Alejandro Villanueva Gave Steelers A Bargain Under New Contract

A little over a month ago, I weighed in on the Alejandro Villanueva contract situation with the Pittsburgh Steelers and proposed the argument that whatever contract that he ultimately signs could come in higher, perhaps even significantly higher, than the majority of commenters had been suggesting. Over the course of the summer, there were some who were unwilling to go any higher than $4 million per season.

The contract that the third-year veteran ended up signing fell somewhere in between, as I put the range in the ballpark of $8 million, writing, “I would be very surprised if it’s more than a million and a half less per year”.

Well, color me surprised, because he ended up signing a contract that is two million less per year, inking a four-year, $24 million deal that will pay him an average of $6 million per season, though he will reportedly get $14 million over the course of the first two seasons.

One thing I will say is that it will be interesting to see how low the figure is for the fourth year of that contract, because if Villanueva continues to play as he has shown that he can, it’s pretty reasonable that he will be due for a contract extension three years from now, which would essentially make the final year on that contract irrelevant.

Still, I was off, but I believe I was off not because Villanueva couldn’t make more if he wanted to push for more. I just think that it was more important for him to get the contract completed and to create that security for himself and his family and avoiding distractions than it was for him to try to maximize his potential earnings.

That just seems to be the sort of person that he is, as should be no surprise. The Army Ranger was visibly uncomfortable with his contract situation through the spring. For most of OTAs, Villanueva declined all interview requests with the obviously transparent excuse that he had to maintain a lifting regimen.

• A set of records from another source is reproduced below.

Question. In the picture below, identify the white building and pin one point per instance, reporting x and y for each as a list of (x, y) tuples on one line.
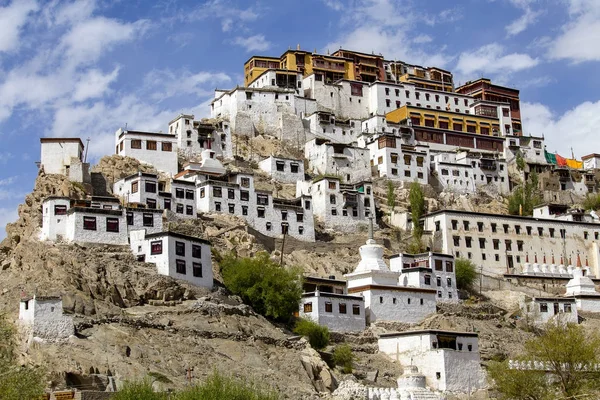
[(398, 160), (464, 171), (64, 156), (282, 169), (89, 221), (42, 319), (273, 111), (341, 160), (582, 288), (449, 360), (339, 312), (175, 255), (344, 207), (428, 270), (385, 298), (193, 137), (156, 149), (501, 243), (235, 194), (541, 310)]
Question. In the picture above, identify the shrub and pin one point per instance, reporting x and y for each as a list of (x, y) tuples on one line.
[(141, 390), (343, 357), (271, 290), (219, 387), (465, 273), (318, 336)]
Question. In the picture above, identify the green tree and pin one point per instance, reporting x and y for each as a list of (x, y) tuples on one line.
[(16, 382), (391, 196), (465, 273), (416, 199), (141, 390), (271, 290), (318, 336), (569, 357), (525, 196), (343, 357), (218, 387)]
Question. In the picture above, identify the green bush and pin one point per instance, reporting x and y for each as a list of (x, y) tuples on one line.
[(318, 336), (219, 387), (465, 273), (343, 357), (141, 390), (271, 290)]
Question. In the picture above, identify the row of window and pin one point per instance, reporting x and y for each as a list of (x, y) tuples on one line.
[(156, 247), (517, 229), (342, 308), (150, 145)]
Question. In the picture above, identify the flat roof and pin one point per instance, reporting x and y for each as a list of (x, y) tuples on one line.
[(515, 217), (58, 140), (176, 235), (428, 332)]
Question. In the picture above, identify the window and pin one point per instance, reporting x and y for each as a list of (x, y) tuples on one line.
[(156, 247), (197, 270), (456, 240), (148, 219), (89, 223), (180, 249), (112, 225), (60, 210), (180, 266)]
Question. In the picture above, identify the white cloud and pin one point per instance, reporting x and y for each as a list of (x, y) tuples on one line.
[(12, 19), (491, 59), (386, 27), (7, 215), (580, 125), (94, 84), (252, 43), (166, 83), (88, 40)]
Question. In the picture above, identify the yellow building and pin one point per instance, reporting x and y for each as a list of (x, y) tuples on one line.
[(453, 121)]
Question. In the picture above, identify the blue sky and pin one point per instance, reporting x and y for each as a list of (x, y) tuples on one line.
[(86, 68)]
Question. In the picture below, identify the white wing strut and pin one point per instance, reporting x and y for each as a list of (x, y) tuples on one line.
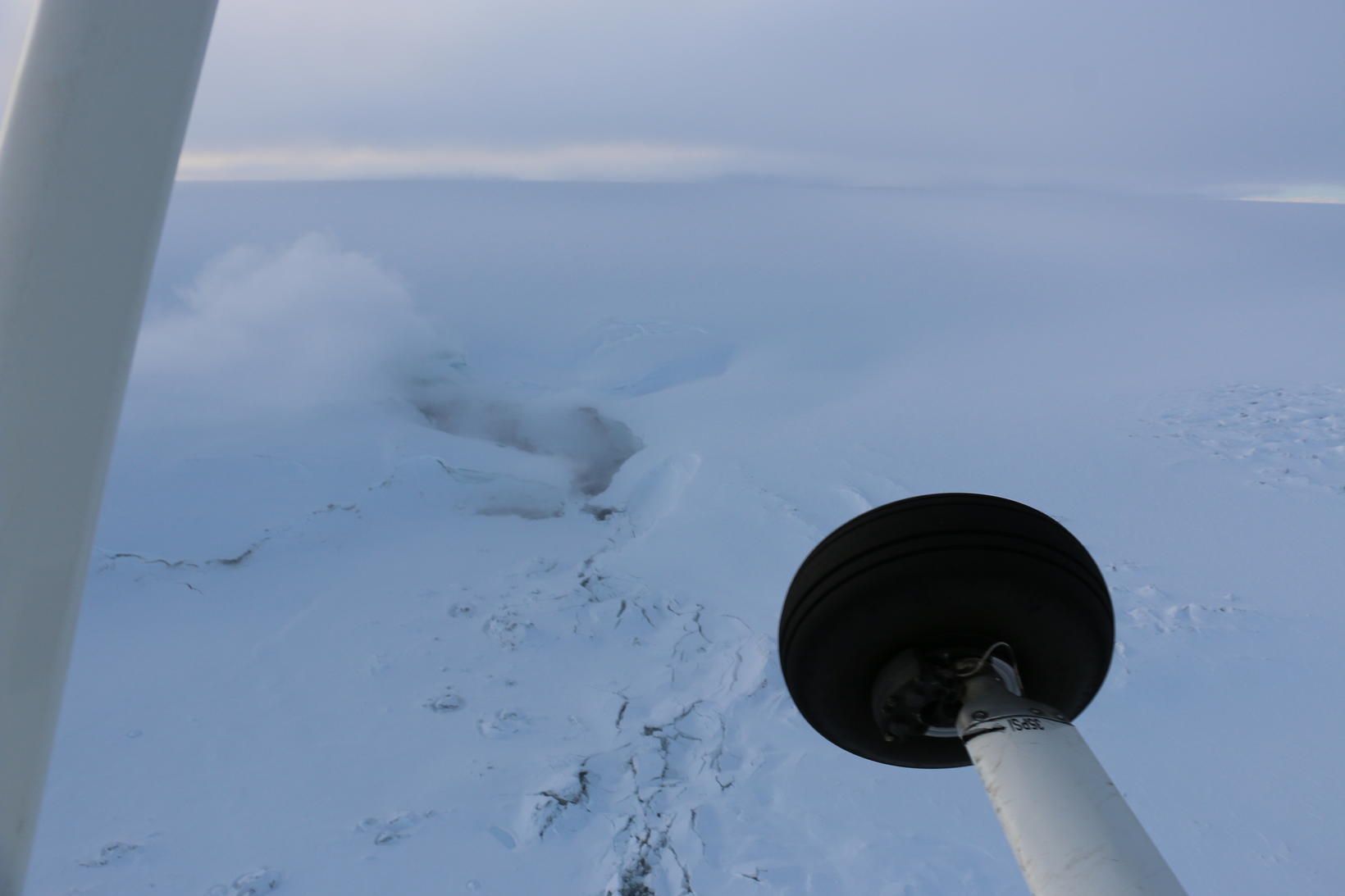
[(88, 157)]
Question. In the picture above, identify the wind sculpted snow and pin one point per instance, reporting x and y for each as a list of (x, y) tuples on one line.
[(454, 612)]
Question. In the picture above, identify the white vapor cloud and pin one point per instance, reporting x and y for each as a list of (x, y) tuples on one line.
[(264, 331)]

This became something of a joke for teammates who would be an earshot of him when he told this to a reporter, but he did eventually talk to the media and was very open and upfront about the whole situation.

He realizes that money isn’t everything, and lining up next to Ramon Foster doesn’t hurt in that thinking. Foster once said something along the lines that at a point after a certain number of millions of dollars, there really isn’t that much difference.

It is notable that Foster has signed not one but two free agent contracts with the Steelers, and at neither time did he ever actually hit the open market.

It is my belief that the Steelers got a bargain for Villanueva on his current contract. He is the lowest-paid of all veteran left tackles (those on a second contract) in the league, and at $6 million per season, he is only tied for 32nd among all tackle contracts in the league.